All the transactions were being conducted on behalf of fictitious persons whose identities, careers, nationalities and credibility had been fully documented from birth.

‘So we have a situation,’ Anderson remarked, ‘where we still stand to lose if our assassin hits any of our subjects before they’ve completed the financial arrangements.’

‘Fifteen million if he hits all three of them,’ Prentice said. ‘We’ve got another whole day tomorrow. And then till 4.30 pm the following day.’

‘My guess,’ Anderson said, ‘is that the sonofabitch works in the hotel.’

‘Which reminds me,’ Helga said, ‘the English trainee manager, Foster… I found him in Brossard’s room. He claimed he was checking to see if Brossard had everything he wanted.
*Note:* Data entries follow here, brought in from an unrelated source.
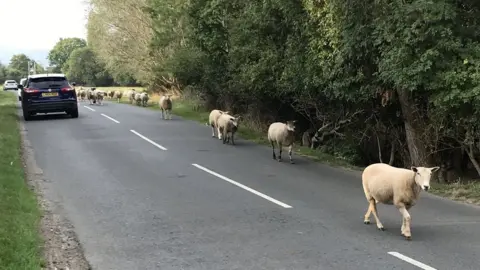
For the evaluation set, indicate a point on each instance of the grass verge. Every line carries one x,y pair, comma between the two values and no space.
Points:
466,192
20,240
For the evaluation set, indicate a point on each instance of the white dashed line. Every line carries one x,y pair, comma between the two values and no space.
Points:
242,186
148,140
89,108
104,115
410,260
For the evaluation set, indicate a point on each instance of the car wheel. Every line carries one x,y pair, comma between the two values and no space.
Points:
74,113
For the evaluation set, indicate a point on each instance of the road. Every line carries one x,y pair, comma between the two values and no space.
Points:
144,193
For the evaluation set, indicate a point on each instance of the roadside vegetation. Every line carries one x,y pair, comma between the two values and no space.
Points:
20,241
394,81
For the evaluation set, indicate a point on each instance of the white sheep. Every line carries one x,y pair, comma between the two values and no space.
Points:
100,95
212,121
283,134
144,98
390,185
227,126
131,96
92,96
118,95
110,94
165,104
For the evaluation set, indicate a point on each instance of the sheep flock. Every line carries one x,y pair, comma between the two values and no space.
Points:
382,183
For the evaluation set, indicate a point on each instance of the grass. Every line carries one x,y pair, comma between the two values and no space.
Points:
467,192
20,239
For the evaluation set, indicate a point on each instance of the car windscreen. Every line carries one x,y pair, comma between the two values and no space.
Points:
48,82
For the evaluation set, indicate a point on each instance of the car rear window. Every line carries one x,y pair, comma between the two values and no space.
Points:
48,82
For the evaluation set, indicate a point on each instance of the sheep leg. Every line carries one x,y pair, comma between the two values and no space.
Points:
273,150
219,133
373,206
280,146
290,154
213,131
406,221
366,220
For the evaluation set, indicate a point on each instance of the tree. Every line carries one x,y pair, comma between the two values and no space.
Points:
83,67
62,51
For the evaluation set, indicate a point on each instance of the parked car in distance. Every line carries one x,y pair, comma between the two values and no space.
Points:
19,90
10,85
46,93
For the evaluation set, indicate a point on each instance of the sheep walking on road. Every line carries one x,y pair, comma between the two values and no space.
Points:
227,127
390,185
92,96
131,96
282,134
212,121
165,104
118,95
99,95
144,99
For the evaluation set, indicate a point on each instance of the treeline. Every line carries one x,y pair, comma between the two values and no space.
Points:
81,65
17,68
392,81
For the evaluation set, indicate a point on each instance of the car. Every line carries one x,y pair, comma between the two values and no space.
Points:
19,91
46,93
10,85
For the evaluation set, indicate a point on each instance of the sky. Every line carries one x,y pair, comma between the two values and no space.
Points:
50,20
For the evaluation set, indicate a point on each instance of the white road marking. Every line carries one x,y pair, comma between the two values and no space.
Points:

He was lying.’

Anderson stood up. ‘That,’ he said, ‘is very interesting. I shall have to pay a call on Mr Foster. By the way,’ as he reached the door. ‘That Yugoslav booze that was delivered to Brossard. A nice touch that, George. A touch of class.’

* * *

The Telex room was empty. Foster locked it from the inside and sat at one of the machines. The tape he had stolen from Brossard’s briefcase was in three parts, one of them long, the other two short.

He switched on the machine, fed in the long tape and sat back to watch the message being hammered out at breakneck speed – as in the past he had watched his own stories being transmitted.

The byline, Midas , followed by the dateline and then the first paragraph…. After that Foster sat transfixed as one stunning revelation after another appeared in front of him.

The dollar about to crash… OPEC countries blocking all exports of oil to the United States… Russians dumping dollars… followed by the major speculators… whizz-kid Paul Kingdon involved….

As the last serpentine coil of tape sped through the machine, Foster leaned back in the chair. ‘Christ,’ he exclaimed aloud.

He had infiltrated Bilderberg to put together an exclusive, but he had never envisaged anything on this scale: the facts in front of him spelled out the destruction of the Western economy.

But were they facts? He had no way of knowing; the story wasn’t his. Certainly the author was one of the most reputable financial journalists in the world. But for Nicholas Foster, who had learned responsibility the hard way, that wasn’t sufficient. It had to be his own story. He decided to call Lucas on the Financial Times and seek his advice.

Meanwhile what had he got? Sufficient, certainly, to file a story to the newspaper that had been primed to expect a call from him. It had now been established beyond all doubt that an attempt had been made on the life of Pierre Brossard.

It didn’t require any stroke of genius to write the second paragraph to the story: —

Police and security guards responsible for the safety of some of the most powerful men and women in the Western world fear that the would-be killer may strike again.

Then the fact that the Bilderbergers, including the President of France and the former globe-trotting American Secretary of State, had decided to stay put. Followed by details of the search for bombs and the theory that the shot had been fired from the church tower.

All that was sensational enough. But Foster’s instincts told him that there was more. Paul Kingdon had told Suzy Okana that the financial structure of the world was about to change: Kingdon was named in the story written by Brossard….

He fed the two short tapes into the machine. Brossard seeking and obtaining confirmation that $5 million was being transferred to a numbered account in Zurich. Why had he waited until Bilderberg to make such a transfer?